O que se pretende nesta pesquisa, por exemplo, problemas elaborados de forma a

despertar a curiosidade e a promover a reflexão, vai à contramão do que vemos como algo

comum em salas de aula, e ao encontro de fatores que, segundo Dewey, favorecem o

desenvolvimento de tais hábitos. Pretende-se desenvolver um ambiente que estimule a

criação de diferentes contextos, por meio dos quais os alunos sejam envolvidos e

compelidos à reflexão. Os conceitos envolvidos nestas situações, de acordo com Dewey

(1959), serão de fato compreendidos e poderão se fazer presentes em problemas futuros,

isto porque eles serão, com o uso, refinados de tal forma que comporão concepções

consolidadas. Comungamos da ideia do autor, ao mencionar que os conhecimentos,

acumulados e apresentados de forma mecânica, podem não gerar conexões e nem servir de

ancoradouro para outras situações. Em acordo com esse ponto de vista, Dewey (1959, p.

71) assegura que

[...] é inteiramente falsa a afirmação de que os conhecimentos acumulados sem ser por ocasião de encontrar-se e resolver-se um problema possam mais tarde ser empregados à vontade pelo pensamento. Para que uma técnica se encontre à disposição da inteligência, deve ser adquirida por meio do exercício da própria inteligência; não ocorrendo algum acaso, os únicos conhecimentos que podem ser utilizados logicamente são os adquiridos durante o ato de pensar.
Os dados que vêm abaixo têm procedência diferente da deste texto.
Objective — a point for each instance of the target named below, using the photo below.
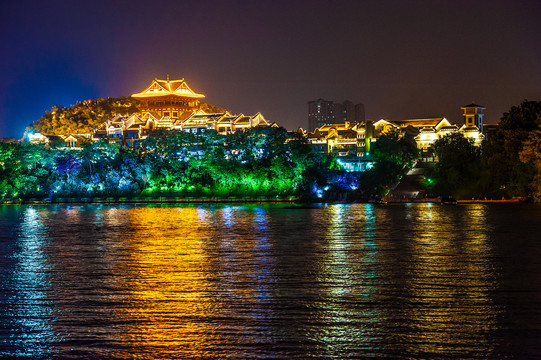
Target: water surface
(408, 281)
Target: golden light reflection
(170, 302)
(450, 309)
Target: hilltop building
(168, 99)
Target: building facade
(168, 98)
(323, 112)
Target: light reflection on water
(341, 281)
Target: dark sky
(402, 59)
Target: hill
(84, 116)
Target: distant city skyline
(406, 59)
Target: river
(407, 281)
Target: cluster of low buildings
(172, 105)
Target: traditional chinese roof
(473, 105)
(420, 122)
(159, 88)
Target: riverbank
(149, 201)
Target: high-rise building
(323, 112)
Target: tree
(458, 167)
(501, 151)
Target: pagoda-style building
(168, 99)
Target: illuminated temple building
(168, 98)
(171, 105)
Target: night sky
(402, 59)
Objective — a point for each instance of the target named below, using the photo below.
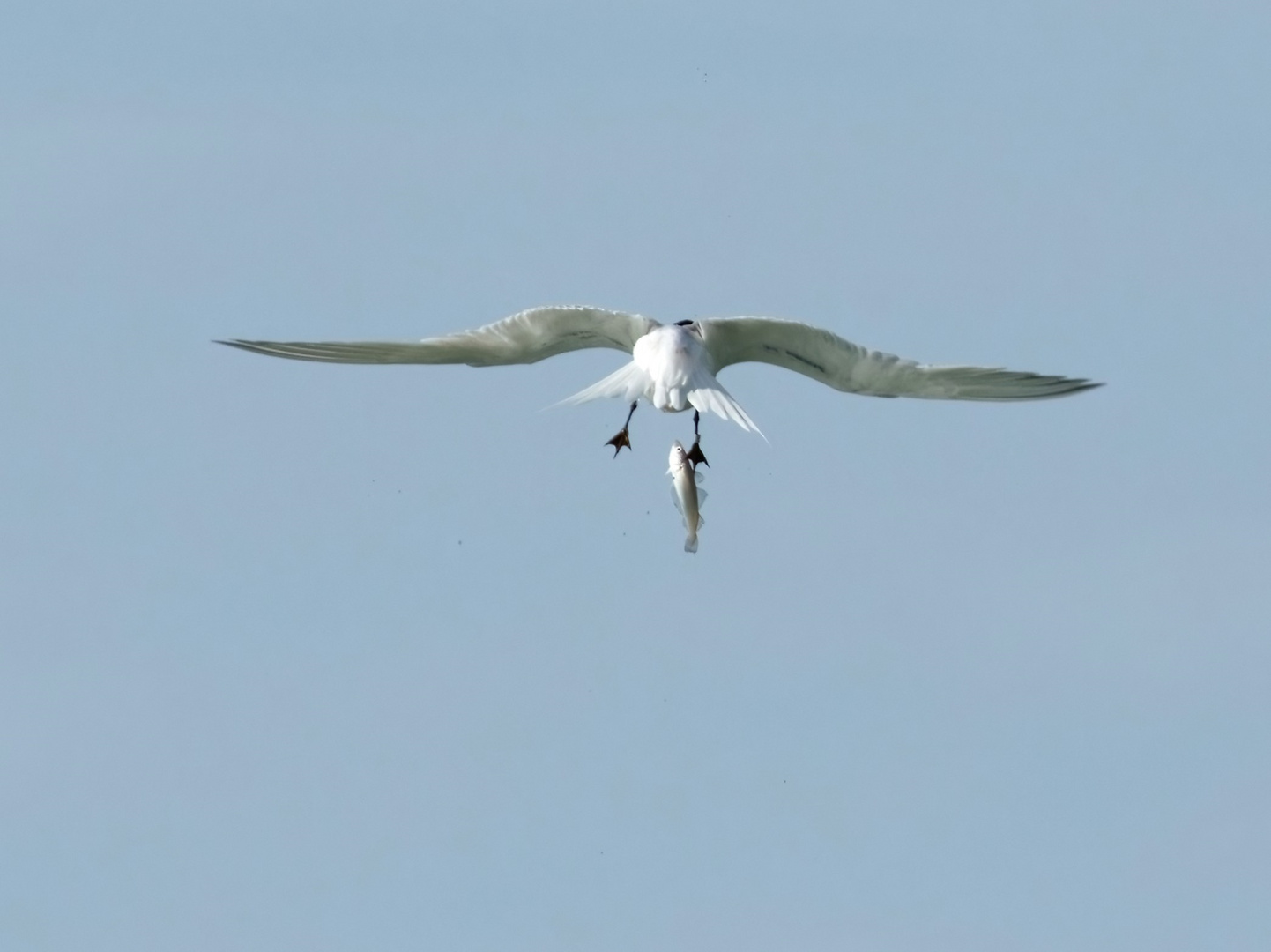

Em conformidade com o que fora exposto, ressaltamos que uma reflexão, segundo

Dewey (1959), está fundamentada em uma investigação, gerando fatos e significados que

estão em constante interação e modificação. A cada fato observado, um ideia é

desenvolvida, verificada e modificada, e a cada nova ideia gerada, uma nova investigação

pode ser disparada. Esta nova investigação, por sua vez, trazendo novos fatos, não

analisados anteriormente, poderá, por fim, modificar a compreensão dos fatos observados

inicialmente. No entanto, conforme o autor, “é preciso um método de natureza sistemática,

para salvaguardar as operações pelas quais nos movemos de fatos a ideias e de ideias a

fatos que as provarão” (DEWEY, 1959, p. 167), sendo este tratado na seção a seguir.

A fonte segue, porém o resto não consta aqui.